Dislokasi tulang rawan arytenoid biasanya tidak dapat diatur ulang secara otomatis. Dislokasi tulang rawan arytenoid mengacu pada pemisahan total permukaan artikular tulang rawan arytenoid dan tulang rawan krikoid, yang mengakibatkan diskinesia sendi krikoid, yang biasanya terlihat pada intubasi dan ekstubasi trakea, trauma leher, dll., dan bermanifestasi sebagai suara serak dan kesulitan fonasi.

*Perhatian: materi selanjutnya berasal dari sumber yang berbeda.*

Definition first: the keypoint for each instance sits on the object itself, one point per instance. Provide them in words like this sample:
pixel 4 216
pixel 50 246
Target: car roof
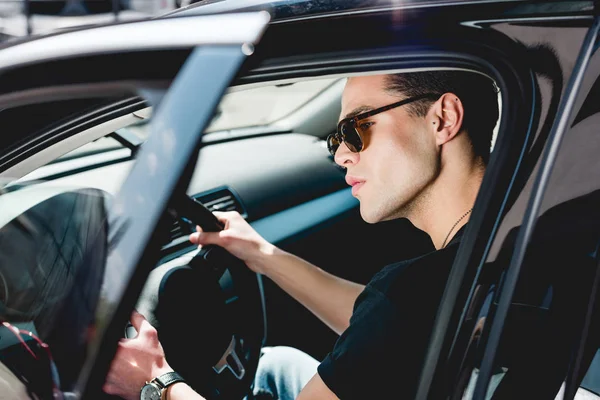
pixel 302 9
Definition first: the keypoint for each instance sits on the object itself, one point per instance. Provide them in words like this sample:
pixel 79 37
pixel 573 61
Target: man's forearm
pixel 328 297
pixel 181 391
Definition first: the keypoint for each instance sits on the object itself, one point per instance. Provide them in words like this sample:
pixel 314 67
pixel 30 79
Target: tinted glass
pixel 543 329
pixel 53 244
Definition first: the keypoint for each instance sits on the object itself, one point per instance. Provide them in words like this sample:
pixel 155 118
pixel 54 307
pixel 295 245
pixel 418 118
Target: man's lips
pixel 356 183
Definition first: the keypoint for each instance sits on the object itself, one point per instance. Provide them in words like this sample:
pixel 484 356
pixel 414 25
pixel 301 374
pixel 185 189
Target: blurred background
pixel 20 18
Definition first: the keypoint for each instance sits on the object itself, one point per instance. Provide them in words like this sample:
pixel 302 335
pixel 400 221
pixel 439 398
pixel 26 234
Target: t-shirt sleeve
pixel 360 365
pixel 380 355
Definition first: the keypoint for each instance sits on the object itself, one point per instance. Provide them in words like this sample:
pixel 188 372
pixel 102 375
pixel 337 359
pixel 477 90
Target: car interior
pixel 263 155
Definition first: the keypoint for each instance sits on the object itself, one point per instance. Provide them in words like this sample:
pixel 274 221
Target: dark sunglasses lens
pixel 332 144
pixel 351 137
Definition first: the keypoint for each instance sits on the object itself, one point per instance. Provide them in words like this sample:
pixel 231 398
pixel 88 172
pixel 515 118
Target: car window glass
pixel 54 228
pixel 543 328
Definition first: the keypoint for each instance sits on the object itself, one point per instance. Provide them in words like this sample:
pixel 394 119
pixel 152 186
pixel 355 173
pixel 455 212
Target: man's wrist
pixel 264 262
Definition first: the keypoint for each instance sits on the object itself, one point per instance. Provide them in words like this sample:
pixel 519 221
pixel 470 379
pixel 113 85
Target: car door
pixel 116 69
pixel 530 327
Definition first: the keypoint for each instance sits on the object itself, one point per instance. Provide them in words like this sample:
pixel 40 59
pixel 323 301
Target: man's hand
pixel 238 238
pixel 137 361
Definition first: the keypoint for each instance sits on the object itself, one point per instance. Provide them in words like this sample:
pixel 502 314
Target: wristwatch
pixel 155 389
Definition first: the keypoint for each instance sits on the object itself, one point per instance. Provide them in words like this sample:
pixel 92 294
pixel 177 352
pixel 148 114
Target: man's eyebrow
pixel 358 110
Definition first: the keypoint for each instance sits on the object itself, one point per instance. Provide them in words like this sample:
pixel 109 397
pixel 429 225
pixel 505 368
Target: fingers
pixel 137 320
pixel 205 238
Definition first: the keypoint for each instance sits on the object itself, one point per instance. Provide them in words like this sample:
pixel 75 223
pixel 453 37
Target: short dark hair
pixel 478 94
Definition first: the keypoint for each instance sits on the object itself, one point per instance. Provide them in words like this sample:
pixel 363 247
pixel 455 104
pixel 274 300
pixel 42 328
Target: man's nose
pixel 344 157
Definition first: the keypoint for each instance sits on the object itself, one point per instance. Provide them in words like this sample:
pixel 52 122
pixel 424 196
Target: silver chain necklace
pixel 454 226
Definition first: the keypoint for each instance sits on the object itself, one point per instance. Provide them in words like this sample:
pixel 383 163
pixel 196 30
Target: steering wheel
pixel 209 313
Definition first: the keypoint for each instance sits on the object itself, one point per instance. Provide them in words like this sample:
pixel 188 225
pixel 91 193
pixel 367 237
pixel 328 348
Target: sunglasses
pixel 349 130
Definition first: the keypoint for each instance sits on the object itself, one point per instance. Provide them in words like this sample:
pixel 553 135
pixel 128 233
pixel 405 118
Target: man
pixel 414 146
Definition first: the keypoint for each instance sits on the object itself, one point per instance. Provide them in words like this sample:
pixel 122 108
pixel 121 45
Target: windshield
pixel 264 105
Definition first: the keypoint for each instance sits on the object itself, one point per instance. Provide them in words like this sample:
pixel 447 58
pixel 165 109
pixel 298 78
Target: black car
pixel 118 140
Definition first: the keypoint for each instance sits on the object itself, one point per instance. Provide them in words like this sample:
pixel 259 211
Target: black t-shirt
pixel 381 353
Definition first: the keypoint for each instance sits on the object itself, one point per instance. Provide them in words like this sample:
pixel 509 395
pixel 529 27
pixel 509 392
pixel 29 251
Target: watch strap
pixel 168 379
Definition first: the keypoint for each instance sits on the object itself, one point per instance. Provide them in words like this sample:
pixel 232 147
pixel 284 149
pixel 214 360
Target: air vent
pixel 179 229
pixel 221 200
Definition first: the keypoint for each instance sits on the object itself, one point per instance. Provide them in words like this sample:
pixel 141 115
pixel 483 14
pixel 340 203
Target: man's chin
pixel 368 216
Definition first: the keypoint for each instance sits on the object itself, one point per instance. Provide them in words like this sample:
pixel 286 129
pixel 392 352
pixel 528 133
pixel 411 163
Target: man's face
pixel 391 175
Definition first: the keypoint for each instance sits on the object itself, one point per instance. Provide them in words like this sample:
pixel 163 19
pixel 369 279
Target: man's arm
pixel 328 297
pixel 316 389
pixel 139 360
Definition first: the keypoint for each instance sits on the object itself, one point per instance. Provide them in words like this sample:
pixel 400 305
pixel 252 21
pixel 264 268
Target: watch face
pixel 150 392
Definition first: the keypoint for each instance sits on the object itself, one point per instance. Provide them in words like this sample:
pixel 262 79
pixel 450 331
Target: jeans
pixel 282 373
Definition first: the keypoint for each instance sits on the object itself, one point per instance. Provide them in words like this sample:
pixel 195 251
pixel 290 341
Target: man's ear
pixel 446 118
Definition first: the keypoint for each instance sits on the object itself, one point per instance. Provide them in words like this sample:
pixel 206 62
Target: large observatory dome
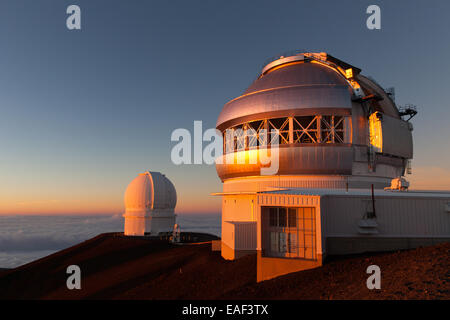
pixel 335 127
pixel 150 190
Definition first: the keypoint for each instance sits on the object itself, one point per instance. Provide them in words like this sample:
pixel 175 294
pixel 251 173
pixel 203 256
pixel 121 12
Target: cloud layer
pixel 26 238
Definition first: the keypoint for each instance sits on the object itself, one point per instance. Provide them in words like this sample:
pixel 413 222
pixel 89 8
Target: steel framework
pixel 287 130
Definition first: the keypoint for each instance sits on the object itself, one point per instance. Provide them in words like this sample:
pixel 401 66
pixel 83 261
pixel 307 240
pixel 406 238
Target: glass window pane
pixel 292 218
pixel 273 217
pixel 282 217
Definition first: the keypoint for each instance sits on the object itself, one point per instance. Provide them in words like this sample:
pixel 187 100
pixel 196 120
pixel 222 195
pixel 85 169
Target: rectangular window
pixel 292 218
pixel 273 217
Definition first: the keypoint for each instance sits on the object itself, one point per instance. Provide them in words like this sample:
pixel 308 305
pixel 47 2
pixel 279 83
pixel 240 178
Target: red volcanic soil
pixel 117 267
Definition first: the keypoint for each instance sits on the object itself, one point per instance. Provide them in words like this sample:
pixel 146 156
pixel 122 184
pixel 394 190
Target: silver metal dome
pixel 331 120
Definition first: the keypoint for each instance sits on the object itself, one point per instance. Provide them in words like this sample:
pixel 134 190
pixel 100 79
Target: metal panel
pixel 397 137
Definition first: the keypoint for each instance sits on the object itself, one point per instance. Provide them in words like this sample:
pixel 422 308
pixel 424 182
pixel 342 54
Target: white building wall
pixel 395 216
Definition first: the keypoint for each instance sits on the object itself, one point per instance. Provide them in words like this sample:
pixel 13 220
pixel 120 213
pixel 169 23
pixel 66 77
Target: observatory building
pixel 150 201
pixel 343 147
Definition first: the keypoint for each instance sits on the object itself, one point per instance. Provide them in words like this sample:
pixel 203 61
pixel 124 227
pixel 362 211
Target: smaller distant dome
pixel 150 191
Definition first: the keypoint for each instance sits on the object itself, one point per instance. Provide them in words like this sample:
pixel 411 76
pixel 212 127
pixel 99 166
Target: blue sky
pixel 83 112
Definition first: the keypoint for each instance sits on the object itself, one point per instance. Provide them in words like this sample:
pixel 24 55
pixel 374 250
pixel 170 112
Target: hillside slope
pixel 117 267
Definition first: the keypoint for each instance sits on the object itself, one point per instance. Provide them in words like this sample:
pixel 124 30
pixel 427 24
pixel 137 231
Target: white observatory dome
pixel 150 190
pixel 150 201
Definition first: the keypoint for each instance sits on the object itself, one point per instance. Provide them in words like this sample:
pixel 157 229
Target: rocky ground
pixel 116 267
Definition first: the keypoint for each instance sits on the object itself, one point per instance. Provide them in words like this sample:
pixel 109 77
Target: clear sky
pixel 83 112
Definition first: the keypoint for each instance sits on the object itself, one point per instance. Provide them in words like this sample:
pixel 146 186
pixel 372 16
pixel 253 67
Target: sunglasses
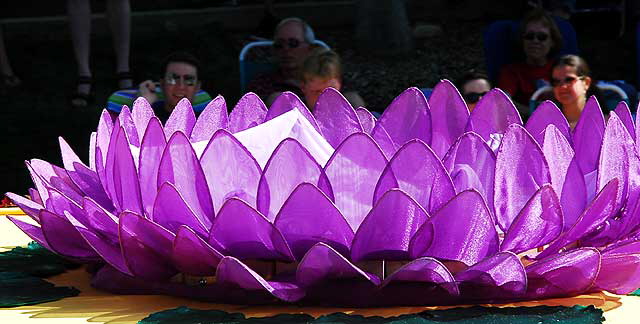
pixel 289 43
pixel 568 80
pixel 187 79
pixel 540 36
pixel 473 97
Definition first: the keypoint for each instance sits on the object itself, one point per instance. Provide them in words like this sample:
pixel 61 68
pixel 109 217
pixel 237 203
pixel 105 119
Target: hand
pixel 147 89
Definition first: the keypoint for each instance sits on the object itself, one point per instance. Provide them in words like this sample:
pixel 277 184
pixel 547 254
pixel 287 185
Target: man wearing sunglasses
pixel 291 45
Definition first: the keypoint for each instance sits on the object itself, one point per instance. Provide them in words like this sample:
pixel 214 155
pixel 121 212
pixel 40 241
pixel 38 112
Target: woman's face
pixel 537 41
pixel 568 87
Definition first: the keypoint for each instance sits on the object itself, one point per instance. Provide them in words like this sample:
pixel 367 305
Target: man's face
pixel 289 45
pixel 180 81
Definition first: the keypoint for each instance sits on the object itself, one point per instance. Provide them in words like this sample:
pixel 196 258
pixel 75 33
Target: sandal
pixel 80 99
pixel 124 80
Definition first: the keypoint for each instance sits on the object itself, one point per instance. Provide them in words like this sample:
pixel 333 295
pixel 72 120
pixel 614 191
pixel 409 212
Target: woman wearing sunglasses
pixel 572 85
pixel 540 40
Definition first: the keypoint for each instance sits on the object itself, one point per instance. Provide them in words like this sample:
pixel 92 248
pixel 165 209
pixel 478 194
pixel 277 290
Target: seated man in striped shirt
pixel 180 80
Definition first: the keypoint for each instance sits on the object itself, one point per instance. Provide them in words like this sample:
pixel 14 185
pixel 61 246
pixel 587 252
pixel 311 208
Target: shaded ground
pixel 36 114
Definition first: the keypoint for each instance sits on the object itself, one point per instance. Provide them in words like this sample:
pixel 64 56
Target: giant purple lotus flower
pixel 427 205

Dislokasi tulang rawan arytenoid biasanya sulit untuk diatur ulang secara otomatis, dan pilihan pengobatan pertama adalah pengaturan ulang tertutup, di mana tulang rawan arytenoid dikembalikan ke posisi anatomi normal sejauh mungkin dengan menggunakan laringoskop atau mikroskop endolaring dengan anestesi permukaan dalam waktu 24-48 jam setelah dislokasi, dan suara serak membaik seketika setelah tulang rawan arytenoid diputar, yang mengindikasikan bahwa pengaturan ulang tersebut efektif. Bagi mereka yang memiliki suara yang buruk setelah restorasi tertutup, diperlukan pelatihan vokal. Jika tulang rawan arytenoid mengalami dislokasi untuk jangka waktu yang lebih lama, atau jika restorasi tertutup tidak efektif, restorasi terbuka dapat dipertimbangkan. Ketika dislokasi arytenoid terjadi, disarankan untuk berkonsultasi dengan dokter dan melakukan dislokasi tulang rawan di bawah pengawasan dokter untuk menghindari penundaan kondisi.